I loved going to yoga every week for the special time I was taking to connect to my growing belly, as well as being able to connect with the other pregnant women.
Seven months after taking Reiki I, as I continued doing energy portraits and teaching meditative drawing, I became pregnant with my second child. I realized that I wanted to take a break from doing the energy portraits for individuals so that my energy could focus on my baby. However, I still wanted to teach others how to connect through art as I did in the meditative drawing classes. I remembered how special the time was when I was pregnant and taking yoga, so I created a class specifically for pregnant women and called it Pregnant with Creativity, hoping to foster the same kind of connection and support for women as they prepared for motherhood, but using art as the medium to do so. In addition to meditative drawing, I came up with other art projects for the class, and the ideas kept coming…
(I was pregnant with creativity after all…)
I liked the idea of having a belly cast, but wanted to create something that was more representative of the natural elements. For me, plaster just wasn’t cutting it..
Clay. That was it.
A bowl, a container, made of clay..the earth..the container that my child was growing into and would grow out of..
Several years earlier I spent a summer fascinated with outdoor kilns as a painting subject when I was at a summer art residency. The kiln to me was like a womb, a place of transformation as the clay changed states from the intense heat that glowed from the belly of the kiln and was then emptied, open, ready for the next firing.

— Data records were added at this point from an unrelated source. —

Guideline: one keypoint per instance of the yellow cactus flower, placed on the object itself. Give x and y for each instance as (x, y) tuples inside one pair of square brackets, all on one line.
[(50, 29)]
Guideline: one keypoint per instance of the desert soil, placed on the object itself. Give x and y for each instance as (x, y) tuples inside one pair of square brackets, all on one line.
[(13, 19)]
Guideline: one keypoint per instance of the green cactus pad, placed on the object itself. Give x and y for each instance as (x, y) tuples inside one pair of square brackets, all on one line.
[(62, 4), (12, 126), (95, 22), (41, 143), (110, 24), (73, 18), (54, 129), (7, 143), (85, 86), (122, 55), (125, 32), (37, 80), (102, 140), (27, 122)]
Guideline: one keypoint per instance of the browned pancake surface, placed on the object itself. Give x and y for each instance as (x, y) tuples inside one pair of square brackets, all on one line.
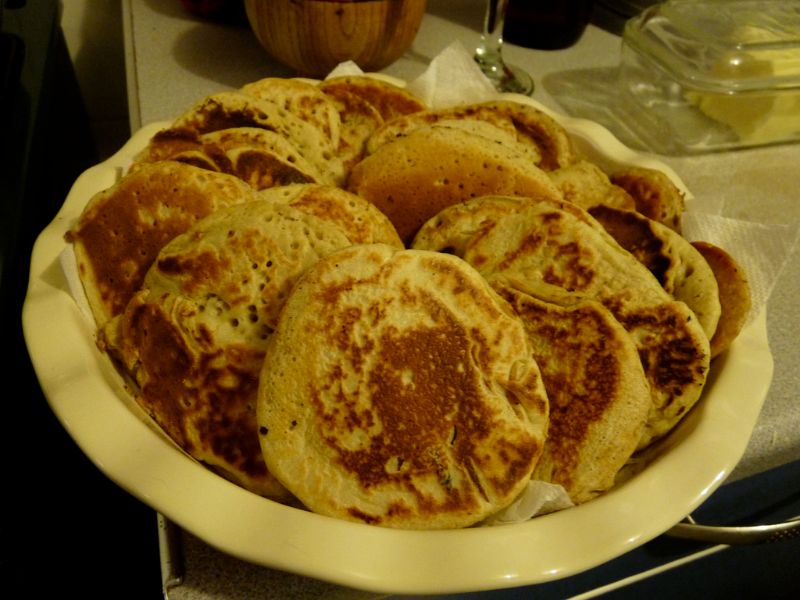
[(123, 228), (399, 390)]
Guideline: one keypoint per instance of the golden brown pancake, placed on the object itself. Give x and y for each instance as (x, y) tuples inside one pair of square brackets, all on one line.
[(597, 389), (656, 195), (301, 98), (359, 120), (547, 141), (403, 125), (359, 220), (680, 268), (389, 99), (399, 390), (415, 176), (583, 183), (193, 339), (122, 228), (226, 110), (558, 257), (734, 295), (257, 156)]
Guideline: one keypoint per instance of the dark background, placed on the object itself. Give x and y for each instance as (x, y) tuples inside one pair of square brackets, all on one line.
[(66, 529)]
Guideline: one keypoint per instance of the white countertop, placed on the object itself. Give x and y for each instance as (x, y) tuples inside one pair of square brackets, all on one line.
[(173, 60)]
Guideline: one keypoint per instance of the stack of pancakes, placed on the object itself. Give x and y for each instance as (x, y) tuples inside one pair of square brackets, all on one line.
[(338, 298)]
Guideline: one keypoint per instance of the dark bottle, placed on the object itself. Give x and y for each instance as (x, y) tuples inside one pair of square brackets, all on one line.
[(546, 24)]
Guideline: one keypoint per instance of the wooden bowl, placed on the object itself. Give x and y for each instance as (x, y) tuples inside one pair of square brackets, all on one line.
[(313, 36)]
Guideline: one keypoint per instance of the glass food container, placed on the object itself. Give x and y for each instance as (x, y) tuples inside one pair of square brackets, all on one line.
[(708, 75)]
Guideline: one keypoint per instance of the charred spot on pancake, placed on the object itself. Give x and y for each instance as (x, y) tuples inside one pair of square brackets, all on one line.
[(635, 235)]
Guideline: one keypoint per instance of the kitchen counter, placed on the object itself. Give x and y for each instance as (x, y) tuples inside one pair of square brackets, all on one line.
[(173, 60)]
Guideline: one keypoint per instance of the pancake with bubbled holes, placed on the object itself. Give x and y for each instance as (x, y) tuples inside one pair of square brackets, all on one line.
[(546, 140), (597, 389), (303, 99), (415, 176), (225, 110), (122, 229), (558, 257), (399, 390), (680, 268), (193, 339), (357, 218), (257, 156)]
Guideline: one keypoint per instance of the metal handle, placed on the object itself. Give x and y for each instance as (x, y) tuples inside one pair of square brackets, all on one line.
[(688, 529)]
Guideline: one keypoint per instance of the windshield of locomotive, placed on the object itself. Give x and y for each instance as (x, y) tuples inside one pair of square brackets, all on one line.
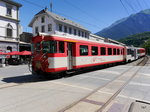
[(49, 46)]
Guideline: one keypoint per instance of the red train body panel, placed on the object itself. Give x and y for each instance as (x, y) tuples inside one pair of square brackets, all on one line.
[(53, 54)]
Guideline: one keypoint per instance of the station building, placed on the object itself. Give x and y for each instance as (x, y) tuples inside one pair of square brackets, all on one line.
[(9, 25)]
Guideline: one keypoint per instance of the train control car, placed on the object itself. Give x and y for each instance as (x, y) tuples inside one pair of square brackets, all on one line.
[(58, 53), (141, 52), (131, 53)]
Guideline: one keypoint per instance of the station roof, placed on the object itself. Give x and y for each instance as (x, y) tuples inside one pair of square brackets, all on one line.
[(57, 18), (12, 2)]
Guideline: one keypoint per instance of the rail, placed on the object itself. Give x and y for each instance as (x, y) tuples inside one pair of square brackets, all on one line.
[(103, 105)]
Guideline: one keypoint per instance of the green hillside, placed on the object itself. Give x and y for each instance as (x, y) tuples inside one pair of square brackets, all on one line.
[(138, 40)]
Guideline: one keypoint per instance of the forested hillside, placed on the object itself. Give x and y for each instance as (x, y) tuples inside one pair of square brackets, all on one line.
[(138, 40)]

I wanted my bowl to have a spiral form because it reminded me of the process of life, turning onto itself from the center out. It also reminded me of the umbilical cord that attaches mother to child. I wasn’t too far along to be able to make my own bowl just yet..but I did have some pregnant friends..and like the volunteers I asked when first doing the portraits, I was able to practice and make a few bowls before it was time to make my own.
Being pregnant drew out the creativity in me to fulfill a personal desire, which Plato would say came from a necessity..
I could say that the necessity was to figure out a way to make a cast that was not plaster and would not be something that I would hide or collect dust because I would not know what to do with it..
I believe that the deeper necessity I had was to connect..and that came from my mothering place.
I can thank the birth of my son for bringing about the birth of the belly bowl.